The Entombment

The Entombment
Arthello Beck, Jr. (1941–2004)
Acrylic and fabric on canvas
Gift to Perkins School of Theology by the Perkins Student Council, 1969–70
Reconferred to Perkins by Theodore Walker, Jr.,
Associate Professor of Ethics and Society
1985.001

Dallas artist Arthello Beck’s The Entombment is one part of a triptych. The remaining two panels are in the collection of the Interdenominational Theological Center, Atlanta, which acquired a number of Beck’s paintings in 1985 and where Beck served as artist-in-residence 1992–93. Although his formal education was limited to Lincoln High School, having graduated in 1959, Beck spent hours as a reticent young man poring over art books in the Dallas Public Library. He taught himself to oil paint in the early 1960s, and also committed himself to watercolor, charcoal, pencil, pen and ink, and photography. Noted for his portrayal of events related to the American civil rights movement, Beck’s subject affinities ranged from biblical characters, to children at play, to life in the Black community of the American South.
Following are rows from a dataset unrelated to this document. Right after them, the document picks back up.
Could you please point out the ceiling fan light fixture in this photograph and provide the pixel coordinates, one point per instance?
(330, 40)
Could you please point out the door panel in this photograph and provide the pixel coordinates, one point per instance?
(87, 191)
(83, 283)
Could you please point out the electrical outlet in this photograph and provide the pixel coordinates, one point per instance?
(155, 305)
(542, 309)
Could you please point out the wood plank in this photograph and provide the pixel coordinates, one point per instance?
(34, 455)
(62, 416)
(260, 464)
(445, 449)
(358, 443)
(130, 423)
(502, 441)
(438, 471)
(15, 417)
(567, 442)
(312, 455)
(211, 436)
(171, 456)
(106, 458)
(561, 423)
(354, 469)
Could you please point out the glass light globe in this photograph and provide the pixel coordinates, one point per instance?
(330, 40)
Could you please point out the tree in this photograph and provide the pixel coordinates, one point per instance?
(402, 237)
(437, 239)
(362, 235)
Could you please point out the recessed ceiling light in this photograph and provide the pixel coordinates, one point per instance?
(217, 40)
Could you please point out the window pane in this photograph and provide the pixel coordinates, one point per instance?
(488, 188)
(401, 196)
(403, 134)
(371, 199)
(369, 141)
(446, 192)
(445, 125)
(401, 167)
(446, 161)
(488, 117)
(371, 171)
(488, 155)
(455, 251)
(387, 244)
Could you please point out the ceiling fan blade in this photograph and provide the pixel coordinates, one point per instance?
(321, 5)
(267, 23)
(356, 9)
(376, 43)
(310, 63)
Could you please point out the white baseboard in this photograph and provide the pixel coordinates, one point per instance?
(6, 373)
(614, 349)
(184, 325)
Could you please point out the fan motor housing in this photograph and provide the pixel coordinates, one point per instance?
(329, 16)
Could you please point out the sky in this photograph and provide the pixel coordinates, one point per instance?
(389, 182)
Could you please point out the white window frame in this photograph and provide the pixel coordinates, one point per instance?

He exhibited widely, and in 1972 opened the Arthello Beck Gallery in the Oak Cliff community of Dallas, which for decades served as an influential center for Black arts in the region.

Beck’s most prominent work was realized after his death, Cypress Trees, from a memory of Caddo Lake, which stretches across a twenty-foot diameter and is embedded in the terrazzo floor of the Dallas Fort Worth Airport International Terminal.